July 08: The Latest Guggenheim (For Now)
2016/07/08 § Leave a comment
On this day in 2006 the government of Abu Dhabi and the Guggenheim signed an agreement to build a museum.
The Guggenheim family has one of the most profound names in modern art, and are to credit for making so much of their vast collection open to the public. Starting in the mid-twentieth century they started a habit of building spectacular museums by name-brand architects, starting with Frank Lloyd Wright’s flagship in New York, followed more recently by the Frank Gehry building in Bilbao. Most recently they have made plans for another Gehry building in the United Arab Emirates.
The three Guggenheims, as a group, reveal some significant strategic differences. The New York museum was built in what was, hands-down, the capital of modern art in the world. Nothing like the same could be said of Bilbao, a huge city in the north of Spain, removed from its centers of culture and tourism. And now Abu Dhabi, the up-and-coming dream in the desert, a city constructed with the force of volcanic willpower and a gulf-ful of riches from oil reserves.
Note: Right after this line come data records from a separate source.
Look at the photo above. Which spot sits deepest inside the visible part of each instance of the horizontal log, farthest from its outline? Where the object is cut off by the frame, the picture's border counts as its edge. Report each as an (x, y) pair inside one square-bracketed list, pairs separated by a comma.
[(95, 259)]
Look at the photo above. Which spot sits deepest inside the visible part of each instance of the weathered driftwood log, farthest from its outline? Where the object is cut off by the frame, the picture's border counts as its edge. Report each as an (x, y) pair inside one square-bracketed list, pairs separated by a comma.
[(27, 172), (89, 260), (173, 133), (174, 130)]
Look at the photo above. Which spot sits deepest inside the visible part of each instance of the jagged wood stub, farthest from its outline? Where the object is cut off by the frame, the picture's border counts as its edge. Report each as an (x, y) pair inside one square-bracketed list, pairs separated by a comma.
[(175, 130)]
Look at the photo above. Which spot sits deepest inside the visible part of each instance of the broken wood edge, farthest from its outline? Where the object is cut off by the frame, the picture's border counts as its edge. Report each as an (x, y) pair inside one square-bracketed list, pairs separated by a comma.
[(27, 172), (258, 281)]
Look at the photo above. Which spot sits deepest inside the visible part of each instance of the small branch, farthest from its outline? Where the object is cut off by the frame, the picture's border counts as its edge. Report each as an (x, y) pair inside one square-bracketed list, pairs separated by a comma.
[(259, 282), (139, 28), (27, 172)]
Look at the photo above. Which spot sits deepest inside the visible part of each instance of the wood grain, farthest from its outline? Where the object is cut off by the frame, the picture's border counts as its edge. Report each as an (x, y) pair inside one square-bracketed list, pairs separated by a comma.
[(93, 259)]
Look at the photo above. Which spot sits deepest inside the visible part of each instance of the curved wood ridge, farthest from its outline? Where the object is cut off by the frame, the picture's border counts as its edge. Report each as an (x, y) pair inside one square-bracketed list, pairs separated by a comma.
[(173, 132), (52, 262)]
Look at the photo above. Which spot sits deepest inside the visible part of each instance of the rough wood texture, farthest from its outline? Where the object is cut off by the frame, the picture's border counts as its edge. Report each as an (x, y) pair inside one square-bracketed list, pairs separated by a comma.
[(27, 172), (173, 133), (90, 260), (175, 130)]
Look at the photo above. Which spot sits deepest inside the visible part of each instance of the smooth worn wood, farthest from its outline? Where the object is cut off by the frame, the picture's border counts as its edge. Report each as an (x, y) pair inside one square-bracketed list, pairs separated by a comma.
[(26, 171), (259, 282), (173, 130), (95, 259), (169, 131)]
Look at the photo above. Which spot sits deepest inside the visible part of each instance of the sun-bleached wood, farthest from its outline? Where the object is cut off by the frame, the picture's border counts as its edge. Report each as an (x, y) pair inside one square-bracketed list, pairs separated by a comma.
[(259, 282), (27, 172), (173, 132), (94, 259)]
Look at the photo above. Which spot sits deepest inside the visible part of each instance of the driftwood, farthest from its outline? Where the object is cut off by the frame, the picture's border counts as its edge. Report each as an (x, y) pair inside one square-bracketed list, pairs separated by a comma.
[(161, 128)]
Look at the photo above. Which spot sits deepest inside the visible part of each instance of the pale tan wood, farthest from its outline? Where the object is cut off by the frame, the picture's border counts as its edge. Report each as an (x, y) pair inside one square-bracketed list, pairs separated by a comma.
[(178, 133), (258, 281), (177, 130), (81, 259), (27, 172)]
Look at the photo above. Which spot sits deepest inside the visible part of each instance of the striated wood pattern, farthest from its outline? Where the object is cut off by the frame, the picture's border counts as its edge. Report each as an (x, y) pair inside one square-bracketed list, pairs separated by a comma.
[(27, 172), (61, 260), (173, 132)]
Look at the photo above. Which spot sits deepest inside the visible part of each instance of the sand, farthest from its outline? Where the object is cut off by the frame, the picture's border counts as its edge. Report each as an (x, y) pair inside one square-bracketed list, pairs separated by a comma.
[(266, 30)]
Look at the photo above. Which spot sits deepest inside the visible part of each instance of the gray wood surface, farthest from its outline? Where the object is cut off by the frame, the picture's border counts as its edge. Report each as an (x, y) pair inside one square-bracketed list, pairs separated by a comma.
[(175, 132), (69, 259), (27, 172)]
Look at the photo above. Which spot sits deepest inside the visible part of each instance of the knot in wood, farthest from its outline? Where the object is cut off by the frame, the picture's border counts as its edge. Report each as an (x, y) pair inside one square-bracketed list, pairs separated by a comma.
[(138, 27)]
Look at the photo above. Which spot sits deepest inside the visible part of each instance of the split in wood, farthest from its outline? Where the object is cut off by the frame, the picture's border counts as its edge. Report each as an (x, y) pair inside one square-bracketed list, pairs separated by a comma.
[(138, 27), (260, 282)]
The Abu Dhabi Guggenheim is planned as one of the jewels of Saadiyat Island, which will indeed be a glittery thing if these projects ever really get off the ground (this one in particular has been stalled for some time now). Among the other proposed mega-museums, the Abu Dhabi Guggenheim presents special challenges. Its dual focus, to honor the Guggenheim tradition of modern and contemporary art, and its place in the capital of the UAE, narrows the pool of resources considerably–there just aren’t that many artists out there who can serve both part of the mission and attract, but not offend, the local audience. Worse yet, the human rights abuses on the building site have prompted artists to boycott the project, narrowing the resources of really good artists from the Middle East even further. The curators are faced with a strange problem, having gazillions to spend to be able to fill up the acres of museum (and needing to do it quickly–maybe the greatest art splurge in history since the Hapsburgs decided they liked paintings), and nothing to spend it on. You can almost bet on the fact that if and when this thing finally opens, the building will outshine the art. And if you know the Muse, you know that is saying something.